Run ganeti-watcher script from QA code instead of cron.
authorMichael Hanselmann <hansmi@google.com>
Tue, 13 Nov 2007 19:31:54 +0000 (19:31 +0000)
committerMichael Hanselmann <hansmi@google.com>
Tue, 13 Nov 2007 19:31:54 +0000 (19:31 +0000)
This makes the tests much more reliably because it avoids race conditions.
It also helps to speed them up a lot.

Reviewed-by: iustinp

qa/qa-sample.yaml
qa/qa_daemon.py

index 75bbd38..0285d18 100644 (file)
@@ -55,18 +55,14 @@ tests:
   instance-import: True
   instance-reinstall: True
   instance-shutdown: True
+  instance-automatic-restart: False
+  instance-consecutive-failures: False
 
   # Make sure not to include the disk(s) required for Dom0 to be included in
   # the volume group used for instances. Otherwise the whole system may stop
   # working until restarted.
   instance-disk-failure: False
 
-  # This test takes up to 6 minutes to complete
-  instance-automatic-restart: False
-
-  # This test takes at least 35 minutes to complete
-  instance-consecutive-failures: False
-
 # Other settings
 options:
   burnin-instances: 2
index 413e5d7..6d0d706 100644 (file)
@@ -67,47 +67,55 @@ def _XmShutdownInstance(node, name):
     raise qa_error.Error("xm shutdown failed")
 
 
-def _ResetWatcherDaemon(node):
+def _ResetWatcherDaemon():
   """Removes the watcher daemon's state file.
 
   Args:
     node: Node to be reset
   """
+  master = qa_config.GetMasterNode()
+
   cmd = ['rm', '-f', constants.WATCHER_STATEFILE]

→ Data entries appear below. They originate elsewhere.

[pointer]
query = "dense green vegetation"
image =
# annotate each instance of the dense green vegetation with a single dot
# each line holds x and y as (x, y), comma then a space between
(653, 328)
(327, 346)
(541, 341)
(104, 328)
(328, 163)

-  AssertEqual(StartSSH(node['primary'],
+  AssertEqual(StartSSH(master['primary'],
+                       utils.ShellQuoteArgs(cmd)).wait(), 0)
+
+
+def _RunWatcherDaemon():
+  """Runs the ganeti-watcher daemon on the master node.
+
+  """
+  master = qa_config.GetMasterNode()
+
+  cmd = ['ganeti-watcher', '-d']
+  AssertEqual(StartSSH(master['primary'],
                        utils.ShellQuoteArgs(cmd)).wait(), 0)
 
 
 def PrintCronWarning():
-  """Shows a warning about the required cron job.
+  """Shows a warning about the cron job.
 
   """
+  msg = ("For the following tests it's recommended to turn off the "

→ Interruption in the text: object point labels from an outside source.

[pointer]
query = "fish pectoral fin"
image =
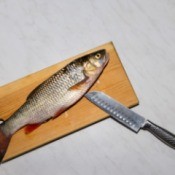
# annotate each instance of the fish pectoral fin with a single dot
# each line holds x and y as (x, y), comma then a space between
(80, 85)
(31, 127)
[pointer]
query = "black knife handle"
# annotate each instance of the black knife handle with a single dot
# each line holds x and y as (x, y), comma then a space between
(161, 133)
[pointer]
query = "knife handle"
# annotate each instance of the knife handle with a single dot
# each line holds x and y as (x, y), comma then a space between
(161, 133)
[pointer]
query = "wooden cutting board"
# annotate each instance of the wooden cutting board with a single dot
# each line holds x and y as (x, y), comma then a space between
(113, 81)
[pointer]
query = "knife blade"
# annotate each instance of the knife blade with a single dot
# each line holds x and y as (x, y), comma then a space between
(129, 118)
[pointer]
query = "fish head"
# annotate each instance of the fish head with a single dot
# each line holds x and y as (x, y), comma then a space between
(95, 62)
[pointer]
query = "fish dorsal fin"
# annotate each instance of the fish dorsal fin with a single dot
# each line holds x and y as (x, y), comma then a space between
(80, 84)
(31, 128)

+         "ganeti-watcher cronjob.")
   print
-  print qa_utils.FormatWarning("The following tests require the cron script "
-                               "for ganeti-watcher to be set up.")
+  print qa_utils.FormatWarning(msg)
 
 
 def TestInstanceAutomaticRestart(node, instance):
   """Test automatic restart of instance by ganeti-watcher.
 
-  Note: takes up to 6 minutes to complete.
   """
   master = qa_config.GetMasterNode()
   inst_name = qa_utils.ResolveInstanceName(instance)
 
-  _ResetWatcherDaemon(node)
+  _ResetWatcherDaemon()
   _XmShutdownInstance(node, inst_name)
 
-  # Give it a bit more than five minutes to start again
-  restart_at = time.time() + 330
+  _RunWatcherDaemon()
+  time.sleep(5)
 
-  # Wait until it's running again
-  while time.time() <= restart_at:
-    if _InstanceRunning(node, inst_name):
-      break
-    time.sleep(15)
-  else:
-    raise qa_error.Error("Daemon didn't restart instance in time")
+  if not _InstanceRunning(node, inst_name):
+    raise qa_error.Error("Daemon didn't restart instance")
 
   cmd = ['gnt-instance', 'info', inst_name]
   AssertEqual(StartSSH(master['primary'],
@@ -117,28 +125,23 @@ def TestInstanceAutomaticRestart(node, instance):
 def TestInstanceConsecutiveFailures(node, instance):
   """Test five consecutive instance failures.
 
-  Note: takes at least 35 minutes to complete.
   """
   master = qa_config.GetMasterNode()
   inst_name = qa_utils.ResolveInstanceName(instance)
 
-  _ResetWatcherDaemon(node)
-  _XmShutdownInstance(node, inst_name)
-
-  # Do shutdowns for 30 minutes
-  finished_at = time.time() + (35 * 60)
+  _ResetWatcherDaemon()
 
-  while time.time() <= finished_at:
-    if _InstanceRunning(node, inst_name):
-      _XmShutdownInstance(node, inst_name)
-    time.sleep(30)
+  for should_start in ([True] * 5) + [False]:
+    _XmShutdownInstance(node, inst_name)
+    _RunWatcherDaemon()
+    time.sleep(5)
 
-  # Check for some time whether the instance doesn't start again
-  check_until = time.time() + 330
-  while time.time() <= check_until:
-    if _InstanceRunning(node, inst_name):
-      raise qa_error.Error("Instance started when it shouldn't")
-    time.sleep(30)
+    if bool(_InstanceRunning(node, inst_name)) != should_start:
+      if should_start:
+        msg = "Instance not started when it should"
+      else:
+        msg = "Instance started when it shouldn't"
+      raise qa_error.Error(msg)
 
   cmd = ['gnt-instance', 'info', inst_name]
   AssertEqual(StartSSH(master['primary'],